229. For four offenders the possession of a knife in a railway station or city centre fell within the category of offence that requires to be prosecuted.

230. Of the five placed on petition for wilful fire-raising, two were 15, one was 16 and two were 17. Four cases were discontinued due to insufficient evidence. One pled guilty and a CPO was imposed.

231. Of the 10 prosecuted for theft by housebreaking, there was a conviction in eight, one was discontinued and there is an outstanding warrant for the arrest of the remaining offender. Five offenders were detained in a YOI, ranging from nine to 16 months, and three were made subject to a CPO.

232. As the cases pre-dated the prosecution policy review, we examined 83 cases reported to COPFS in April 2018 to ascertain if a more outcome focused approach was being taken to more serious offences.

233. Of the 83 cases only four offenders were placed on petition. Three had no criminal convictions or outstanding cases. For three offenders there was a presumption of prosecution in the sheriff solemn court due to the nature of the offences: two were offences of wilful fire-raising and one was theft by housebreaking. The remaining case concerned an assault aggravated by serious injury and permanent disfigurement. Applying public policy considerations and taking account of the serious nature of the assault, solemn proceedings were in accordance with COPFS guidance. It remains to be seen whether, following any conviction, the offenders receive a sentence that could only be imposed in solemn proceedings.

234. In some cases, there is a tension between policies aimed at public protection and delivering justice for the community and treating those under 18 as children.

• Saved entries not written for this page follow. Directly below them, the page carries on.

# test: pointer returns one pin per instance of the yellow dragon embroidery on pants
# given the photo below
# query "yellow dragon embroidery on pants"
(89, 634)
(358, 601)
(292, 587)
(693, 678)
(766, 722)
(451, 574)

As highlighted in Chapter 2, the cut off age of 16 for the two offenders, separated by a few days or weeks, reported for possession of a knife at a railway station, led to very different outcomes.[118]

235. Applying a whole systems approach to those under 18, placing more weight on the age of the offender in any assessment of whether there are exceptional circumstances to rebut such policies, may go some way to reconcile the interests of the offender with those of the wider community.